An authenticator app (authentication application) is a software application that can be used on mobile devices such as smartphones.
The application ensures that you can authenticate yourself to services that require MFA.

Hardware token

A hardware token (also known as a hardware key or hardware security key) is a small, portable device (often in the format of a USB stick) that is used for the secure authentication of users.
Hardware tokens usually generate one-time security codes (OTP - One-Time Passwords) that are only valid for a short period of time.
Such a key can be used as a second factor for multi-factor authentication (MFA) for protected RWTH services.

MFA

Multifactor authentication (MFA) describes a security procedure that requires multiple proofs of a user's identity before access to a system or application is granted.

• Knowledge: Something the user knows, such as a password or PIN.
• Possession: Something the user owns, such as a smartphone with an authenticator app or a hardware token.
• Biometrics: Something the user is, such as fingerprints or facial recognition.

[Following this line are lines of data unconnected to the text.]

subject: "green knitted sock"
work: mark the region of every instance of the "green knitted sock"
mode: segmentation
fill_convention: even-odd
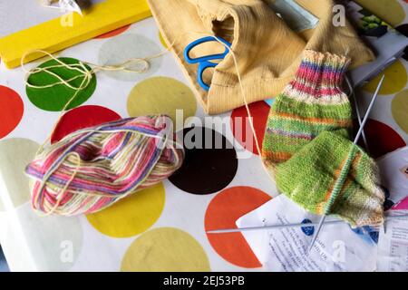
[[[295,79],[269,112],[262,148],[269,169],[289,160],[320,132],[351,129],[352,110],[341,89],[348,64],[345,57],[305,53]]]
[[[381,224],[384,194],[375,163],[346,135],[322,132],[277,165],[277,188],[312,213],[336,215],[353,227]]]

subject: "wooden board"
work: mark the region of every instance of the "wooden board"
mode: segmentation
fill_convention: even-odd
[[[62,15],[1,38],[0,58],[7,68],[15,68],[28,51],[41,49],[53,53],[151,15],[146,0],[106,0],[94,5],[83,17]],[[25,63],[42,56],[30,54]]]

The aim of MFA is to increase security and prevent unauthorized access.

Security code

One-time security codes (also known as security passwords or codes) are sequences of numbers and/or letters that are requested during authentication by a second factor. These are "unique", as they lose their validity, e.g. due to a fixed sequence or a short lifespan.

Security key

A security key is a specific hardware token.
It is often a stand-alone object, frequently in the form of a USB stick or a card, which is explicitly intended to serve as a token.
Different keys support different token types (WebAuthn/FIDO2, HOTP, TOTP, etc.) and also different methods of issuing the codes (via NFC, only after confirmation of the fingerprint, etc.).
A key can be registered and used as several tokens (e.g. for several services and/or as a WebAuthn and HOTP token at the same time).

TAN list

The TAN list is a type of token that is used for the secure authentication of users. It is a list in paper form or as a digital (PDF) document that contains several security codes.

Token

A token, or more precisely a "security token", is an object or device that generates a one-time security code.
You use the token in combination with a password to log in. The password is your first authentication factor. The token is your second authentication factor.
This is known as multifactor authentication.

Token secret

For some token types, the service and the token must be matched so that authentication can work.
This is done by exchanging a "token secret", e.g. via a QR code, a character string or direct communication between the server and the end device. This is effectively a complicated password.
This is then used by the token device to generate the correct codes and by the server to verify the codes.